LC — Daí a consistência...

JC — Então, longe de não deixar nada em troca, o senhor exatamente

retomou a tradição daquele partido singelo ao qual se referia antes. O senhor reviveu o

processo que deu o Aleijadinho. Em sua obra o senhor retoma isso, mostra o caminho.

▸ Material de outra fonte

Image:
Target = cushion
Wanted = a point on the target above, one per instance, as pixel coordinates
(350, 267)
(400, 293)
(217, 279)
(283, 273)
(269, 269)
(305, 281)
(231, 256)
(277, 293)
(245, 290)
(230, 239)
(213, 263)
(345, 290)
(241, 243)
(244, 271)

LC — Exatamente, isto é fato... Há uma definição de arte muito boa, não

sei se você conhece, que me marcou muito. É daquele Clive Bell, casado com a irmã da

Virgínia Woolf, ou com a própria, ele tinha uma citação que achei muito verdadeira e

dizia: “Art is significant form ". Arte é forma com significação, com carga. Só isso. Porque

tem formas que não são nada e tem formas que têm carga. O que caracteriza a obra de

arte é essa significação, essa carga que é só você descobrir que ela explode. Está contida,

você sente que tem um troço ali que é como a energia atômica, se você bolir, pode explodir.

Esse livro do Clive Bell quem me deu foi uma das filhas da senhora Blank, que era

amiga do Manuel Bandeira. Eu o estava lendo quando fui preso na Revolução de 30, porque

não tinha me apresentado na mobilização geral decretada pelo Washington Luís.